We're guessing Scott Wagner is a pretty bright guy.

It took more than luck to become the successful, wealthy businessman he is.

So we're a bit surprised our newest state senator has never heard of Godwin's Rule of Nazi Analogies, commonly referred to in Internet debates.

Created by American author and lawyer Michael W. Godwin in 1990, the humorous adage goes like this: "As an online discussion grows longer, the probability of a comparison involving Nazis or Hitler approaches 1."

In other words, it's inevitable.

As online forums flourished, a whole set of rules grew around the saying, also known as Godwin's Law.

Our favorite is the one that says whenever a Hitler comparison is used in a Web discussion, the thread is immediately ended and the person who used the comparison automatically loses the debate.

That makes perfect sense to us. Such an analogy is almost always inappropriate. In our opinion, the person who plays the Hitler card has little understanding of history — and apparently little in the way of facts actually pertinent to the argument at hand.
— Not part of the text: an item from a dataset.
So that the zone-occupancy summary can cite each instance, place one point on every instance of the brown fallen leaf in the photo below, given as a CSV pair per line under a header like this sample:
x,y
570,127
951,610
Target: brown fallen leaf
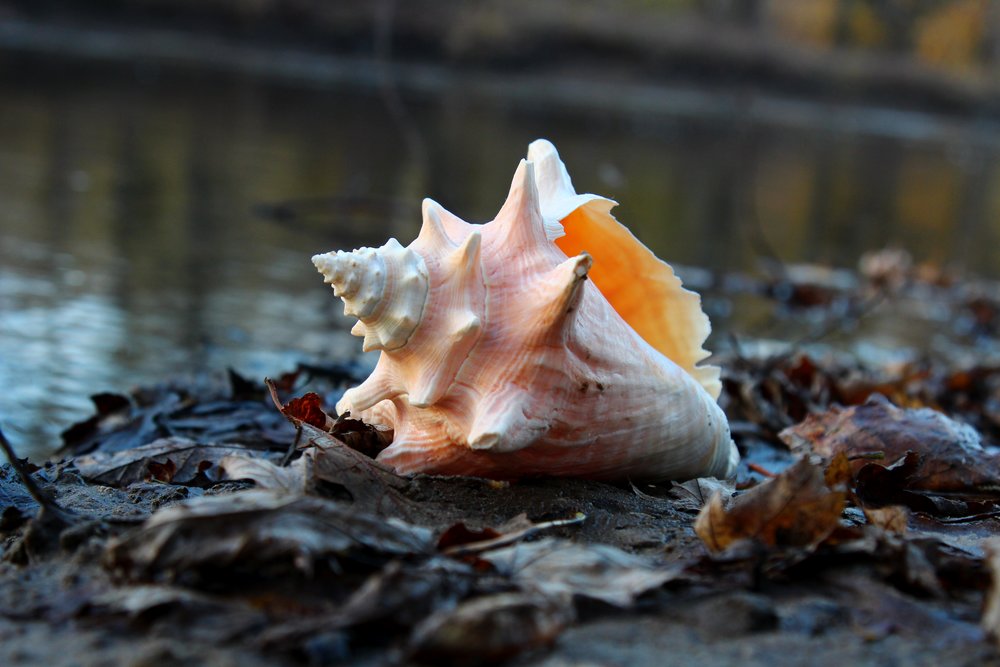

Wagner might have had something intelligent to add to the debate last week in the Senate about so-called "paycheck protection" reform, under which government employers wouldn't be able to automatically withdraw dues from union members' paychecks.

Instead, here's what everyone heard:

"The unions are about power and control. And there are two things that I continue to remember about power and control," the Spring Garden Township Republican said on the floor. "There was a gentleman by the name of Hitler, he was about power and control. There's a gentleman by the name of Putin, who's across the ocean, that's about power and control."

Wagner actually doubled down the next day while trying to explain his remarks, saying he also could add Joseph Stalin and Moammar Gadhafi to that list.

By Friday, the senator acknowledged his "unfortunate analogy," but he refused to apologize for his anger "about the injustice being done to my constituents."

After all, paycheck protection is, he said, his No. 1 priority.

First, let us say really? Preventing automatic union dues is Wagner's No. 1 priority?

When did that happen? When asked during his campaign, he told us property tax reform was at the top of his list, along with government efficiency and getting spending under control. Paycheck protection wasn't mentioned.

Maybe his priorities changed since March, when he won a special election to the Senate, or maybe he'd like to argue that high property taxes are directly tied to union dues.

But comparing union members to Nazis is offensive. Unions helped build this country's middle class and create safe environments for hard-working Americans.

Wagner said he doesn't intend to stop speaking his mind, and he encouraged constituents to vote him out of office if they disagree.

If what he says continues to be so off the wall, they should probably take his advice.